Future Markets – Future Business è stato l'intervento di apertura a Praga di Matthias Horx, noto futurologo tedesco ed esperto nel delineare tendenze e scenari in via di sviluppo. "La crisi ha sottolineato come l'attuale situazione economica mondiale sia in realtà un ciclo economico necessario per far crescere l'intero sistema, che è in grado di regolarsi e reinventarsi. Questo è quello che ci insegna la storia e personalmente sono ottimista". Premi qui per guardare l'intervista Cottoncast con Matthias Horx

Jerry Marshall, titolare di Yiyang Company, si è espresso spiegando i veri motivi sottostanti la volatilità del mercato del cotone degli ultimi due anni e fornendo interessanti approfondimenti rispetto ai prezzi e alla disponibilità del cotone per il prossimo futuro. Sul fronte del sourcing, è stata Sue Butler, Direttore di Kurt Salmon Associates, a condividere una riflessione sulle più grandi sfide per il futuro: innanzitutto il prevedibile aumento del costo del lavoro, ma anche della domanda interna dei paesi manifatturieri e l'aumento del costo dei trasporti; evidenziando anche i fattori che indirizzano la scelta di nuovi paesi in cui fare sourcing, tra i quali i tempi di produzione, le condizioni di trasporto, i costi di produzione, le politiche di responsabilità sociale, le regolamentazioni nazionali.

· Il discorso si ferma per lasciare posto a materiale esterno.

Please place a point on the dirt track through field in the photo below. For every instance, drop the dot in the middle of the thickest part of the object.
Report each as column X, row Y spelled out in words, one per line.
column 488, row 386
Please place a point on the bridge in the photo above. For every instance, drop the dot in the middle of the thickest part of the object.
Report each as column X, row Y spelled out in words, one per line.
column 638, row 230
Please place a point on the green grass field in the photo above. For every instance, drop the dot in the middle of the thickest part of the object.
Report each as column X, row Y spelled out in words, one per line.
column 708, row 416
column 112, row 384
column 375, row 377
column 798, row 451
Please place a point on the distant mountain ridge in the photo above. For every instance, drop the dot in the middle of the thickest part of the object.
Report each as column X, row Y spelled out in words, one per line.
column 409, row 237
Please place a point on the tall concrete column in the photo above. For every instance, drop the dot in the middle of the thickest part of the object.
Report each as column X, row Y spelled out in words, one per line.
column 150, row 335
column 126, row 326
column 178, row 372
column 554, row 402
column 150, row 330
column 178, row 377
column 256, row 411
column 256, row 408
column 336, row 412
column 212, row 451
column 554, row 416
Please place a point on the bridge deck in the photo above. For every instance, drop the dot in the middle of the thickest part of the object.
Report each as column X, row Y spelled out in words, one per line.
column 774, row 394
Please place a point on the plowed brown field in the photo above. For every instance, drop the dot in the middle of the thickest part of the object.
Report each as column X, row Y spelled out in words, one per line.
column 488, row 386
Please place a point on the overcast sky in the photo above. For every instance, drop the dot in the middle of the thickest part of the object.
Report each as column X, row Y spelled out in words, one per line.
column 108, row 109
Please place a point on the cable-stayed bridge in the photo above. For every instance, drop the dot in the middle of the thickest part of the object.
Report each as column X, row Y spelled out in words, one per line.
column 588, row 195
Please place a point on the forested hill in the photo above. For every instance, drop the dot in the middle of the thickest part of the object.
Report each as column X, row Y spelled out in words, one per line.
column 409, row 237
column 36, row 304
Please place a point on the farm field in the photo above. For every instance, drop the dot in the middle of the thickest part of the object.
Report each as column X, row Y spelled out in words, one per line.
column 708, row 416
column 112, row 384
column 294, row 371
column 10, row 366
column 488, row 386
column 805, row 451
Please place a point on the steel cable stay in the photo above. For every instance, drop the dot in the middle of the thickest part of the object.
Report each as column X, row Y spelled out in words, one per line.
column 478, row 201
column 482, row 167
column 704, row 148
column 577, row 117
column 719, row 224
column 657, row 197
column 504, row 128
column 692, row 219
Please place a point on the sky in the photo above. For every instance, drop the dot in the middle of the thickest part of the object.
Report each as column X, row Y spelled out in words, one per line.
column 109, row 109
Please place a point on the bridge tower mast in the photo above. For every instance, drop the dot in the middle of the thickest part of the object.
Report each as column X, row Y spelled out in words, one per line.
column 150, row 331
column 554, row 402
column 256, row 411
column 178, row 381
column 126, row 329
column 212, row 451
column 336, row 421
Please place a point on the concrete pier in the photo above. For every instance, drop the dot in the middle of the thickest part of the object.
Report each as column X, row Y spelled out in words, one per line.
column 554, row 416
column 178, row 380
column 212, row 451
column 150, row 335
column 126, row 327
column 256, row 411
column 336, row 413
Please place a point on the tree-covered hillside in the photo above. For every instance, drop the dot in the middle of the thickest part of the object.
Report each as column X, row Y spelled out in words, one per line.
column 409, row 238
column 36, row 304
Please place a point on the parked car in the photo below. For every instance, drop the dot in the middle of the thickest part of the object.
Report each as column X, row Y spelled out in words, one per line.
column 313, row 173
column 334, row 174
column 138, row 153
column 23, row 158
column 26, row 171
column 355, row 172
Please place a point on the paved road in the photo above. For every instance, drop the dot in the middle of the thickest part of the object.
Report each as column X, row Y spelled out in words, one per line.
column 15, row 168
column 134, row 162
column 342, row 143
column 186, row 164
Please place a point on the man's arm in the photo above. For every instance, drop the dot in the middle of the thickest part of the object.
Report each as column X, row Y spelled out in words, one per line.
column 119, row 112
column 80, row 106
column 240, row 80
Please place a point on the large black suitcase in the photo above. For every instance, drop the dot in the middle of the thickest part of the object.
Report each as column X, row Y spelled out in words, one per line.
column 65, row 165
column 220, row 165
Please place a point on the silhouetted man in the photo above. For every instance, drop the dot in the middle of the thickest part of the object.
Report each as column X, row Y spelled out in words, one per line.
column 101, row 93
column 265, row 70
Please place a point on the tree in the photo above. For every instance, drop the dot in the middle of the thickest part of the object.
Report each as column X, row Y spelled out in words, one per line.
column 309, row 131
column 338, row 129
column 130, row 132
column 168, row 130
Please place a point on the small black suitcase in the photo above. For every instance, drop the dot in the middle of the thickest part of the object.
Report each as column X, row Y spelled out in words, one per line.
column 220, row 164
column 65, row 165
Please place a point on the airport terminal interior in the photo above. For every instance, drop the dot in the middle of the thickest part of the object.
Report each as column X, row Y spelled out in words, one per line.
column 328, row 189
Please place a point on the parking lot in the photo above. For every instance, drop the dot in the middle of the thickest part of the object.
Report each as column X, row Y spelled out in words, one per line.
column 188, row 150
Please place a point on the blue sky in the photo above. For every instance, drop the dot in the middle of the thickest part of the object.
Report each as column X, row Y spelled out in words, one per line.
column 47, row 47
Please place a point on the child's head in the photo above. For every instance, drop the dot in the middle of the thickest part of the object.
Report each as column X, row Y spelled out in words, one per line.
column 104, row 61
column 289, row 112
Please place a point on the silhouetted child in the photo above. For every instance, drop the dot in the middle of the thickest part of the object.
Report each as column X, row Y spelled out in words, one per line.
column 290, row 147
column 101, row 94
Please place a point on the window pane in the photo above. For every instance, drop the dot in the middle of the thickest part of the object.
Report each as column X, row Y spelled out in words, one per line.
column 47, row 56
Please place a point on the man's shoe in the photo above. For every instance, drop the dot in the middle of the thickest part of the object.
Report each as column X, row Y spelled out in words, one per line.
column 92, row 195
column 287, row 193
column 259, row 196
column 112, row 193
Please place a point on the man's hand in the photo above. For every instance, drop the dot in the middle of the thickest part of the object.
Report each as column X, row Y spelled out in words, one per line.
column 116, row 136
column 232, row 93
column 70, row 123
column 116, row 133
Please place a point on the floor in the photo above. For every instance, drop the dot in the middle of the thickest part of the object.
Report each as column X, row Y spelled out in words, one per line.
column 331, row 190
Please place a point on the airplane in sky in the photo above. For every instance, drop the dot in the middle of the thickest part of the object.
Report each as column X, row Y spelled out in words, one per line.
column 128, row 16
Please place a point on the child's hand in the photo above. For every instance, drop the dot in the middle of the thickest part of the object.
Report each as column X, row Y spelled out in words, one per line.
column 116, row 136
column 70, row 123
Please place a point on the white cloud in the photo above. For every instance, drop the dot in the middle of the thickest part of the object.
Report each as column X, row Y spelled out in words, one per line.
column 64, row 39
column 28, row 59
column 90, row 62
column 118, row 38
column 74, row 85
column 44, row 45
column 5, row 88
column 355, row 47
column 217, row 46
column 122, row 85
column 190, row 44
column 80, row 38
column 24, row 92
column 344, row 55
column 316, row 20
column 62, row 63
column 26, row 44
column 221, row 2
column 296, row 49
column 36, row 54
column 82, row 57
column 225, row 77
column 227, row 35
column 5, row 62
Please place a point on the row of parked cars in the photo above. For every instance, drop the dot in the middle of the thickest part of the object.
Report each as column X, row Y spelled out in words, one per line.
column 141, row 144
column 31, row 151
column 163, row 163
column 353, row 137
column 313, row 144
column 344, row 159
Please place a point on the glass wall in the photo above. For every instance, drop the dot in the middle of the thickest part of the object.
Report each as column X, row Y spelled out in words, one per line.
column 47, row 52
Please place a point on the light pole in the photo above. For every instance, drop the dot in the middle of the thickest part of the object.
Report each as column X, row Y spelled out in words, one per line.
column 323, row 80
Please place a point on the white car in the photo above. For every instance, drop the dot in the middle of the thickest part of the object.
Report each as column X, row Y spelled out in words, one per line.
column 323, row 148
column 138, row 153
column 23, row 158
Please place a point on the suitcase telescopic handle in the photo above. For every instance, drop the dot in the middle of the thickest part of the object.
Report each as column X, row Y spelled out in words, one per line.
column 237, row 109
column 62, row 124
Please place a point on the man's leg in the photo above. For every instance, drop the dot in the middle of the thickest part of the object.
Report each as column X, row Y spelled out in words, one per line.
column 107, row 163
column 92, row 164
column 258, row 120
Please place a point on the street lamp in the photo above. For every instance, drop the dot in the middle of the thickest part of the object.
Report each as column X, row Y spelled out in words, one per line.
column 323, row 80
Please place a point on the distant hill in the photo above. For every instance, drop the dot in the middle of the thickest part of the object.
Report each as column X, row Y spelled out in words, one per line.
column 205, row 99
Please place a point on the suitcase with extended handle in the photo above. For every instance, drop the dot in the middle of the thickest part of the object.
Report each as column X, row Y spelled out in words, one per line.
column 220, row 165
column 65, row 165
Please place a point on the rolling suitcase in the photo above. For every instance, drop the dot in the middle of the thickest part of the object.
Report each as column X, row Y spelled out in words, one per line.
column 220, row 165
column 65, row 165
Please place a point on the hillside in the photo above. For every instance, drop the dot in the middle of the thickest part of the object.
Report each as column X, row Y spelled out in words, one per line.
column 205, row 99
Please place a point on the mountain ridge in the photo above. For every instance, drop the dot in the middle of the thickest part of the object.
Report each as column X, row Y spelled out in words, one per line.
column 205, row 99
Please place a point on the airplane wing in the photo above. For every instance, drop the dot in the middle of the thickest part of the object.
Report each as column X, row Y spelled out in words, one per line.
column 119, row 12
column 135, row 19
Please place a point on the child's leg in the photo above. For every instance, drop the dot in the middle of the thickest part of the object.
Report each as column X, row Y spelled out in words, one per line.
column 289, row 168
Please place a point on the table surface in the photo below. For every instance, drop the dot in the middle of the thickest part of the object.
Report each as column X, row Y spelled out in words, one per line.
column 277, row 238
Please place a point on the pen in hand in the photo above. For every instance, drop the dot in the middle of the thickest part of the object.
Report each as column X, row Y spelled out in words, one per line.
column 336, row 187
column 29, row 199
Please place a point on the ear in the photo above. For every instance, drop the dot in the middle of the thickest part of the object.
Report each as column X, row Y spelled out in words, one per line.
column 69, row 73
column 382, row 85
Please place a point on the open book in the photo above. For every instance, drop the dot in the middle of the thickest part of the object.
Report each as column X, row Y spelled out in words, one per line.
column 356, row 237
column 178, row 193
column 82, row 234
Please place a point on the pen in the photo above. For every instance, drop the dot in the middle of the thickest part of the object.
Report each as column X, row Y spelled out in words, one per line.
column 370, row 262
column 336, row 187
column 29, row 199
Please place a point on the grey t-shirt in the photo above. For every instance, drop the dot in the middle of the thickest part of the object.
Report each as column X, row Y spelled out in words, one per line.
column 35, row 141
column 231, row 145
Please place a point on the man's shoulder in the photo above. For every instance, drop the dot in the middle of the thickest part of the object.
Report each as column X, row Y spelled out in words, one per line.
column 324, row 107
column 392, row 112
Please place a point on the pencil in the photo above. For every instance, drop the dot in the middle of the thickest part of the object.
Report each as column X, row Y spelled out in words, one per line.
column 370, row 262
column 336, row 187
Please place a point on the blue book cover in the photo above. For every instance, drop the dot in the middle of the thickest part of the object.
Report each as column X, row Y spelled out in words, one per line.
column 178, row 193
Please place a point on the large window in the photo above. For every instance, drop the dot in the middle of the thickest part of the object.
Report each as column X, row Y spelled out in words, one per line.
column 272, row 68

Dall'Italia hanno partecipato rappresentanti di Artsana, Benetton, Frette, Il Gigante, Replay e Zucchi-Bassetti. Giovanni Manzoni, COO di Fashion Box SpA – Replay, ha sottolineato come sia "il cotone sia da sempre una delle fibre più apprezzate dai consumatori e fondamentale per il mercato in cui operiamo, essendo il denim cotone, il vero caposaldo delle nostre vendite". Nicola Panciera, Head of Garment Material Sourcing di Benetton ha sottolineato inoltre come "questo tipo di incontri dedicati al settore siano sempre utili e necessari, soprattutto quando vengono coinvolti relatori così qualificati, come è stato nel caso della conferenza COTTON USA". Secondo Fabio Castelli, Supply Chain Director di Artsana SpA, "la più importante sfida del settore è quella tecnologica, per andare incontro a esigenze di performance richieste da mercato e consumatori".

Allen A. Terhaar, Executive Director di CCI e moderatore del convegno ha sottolineato come "sia fondamentale, per tutti i protagonisti della filiera produttiva, promuovere integrazione e connessione tra le parti, in modo da potersi rivolgere a partner di fiducia comprovata, in un'ottica di credibilità e trasparenza verso partner e consumatori".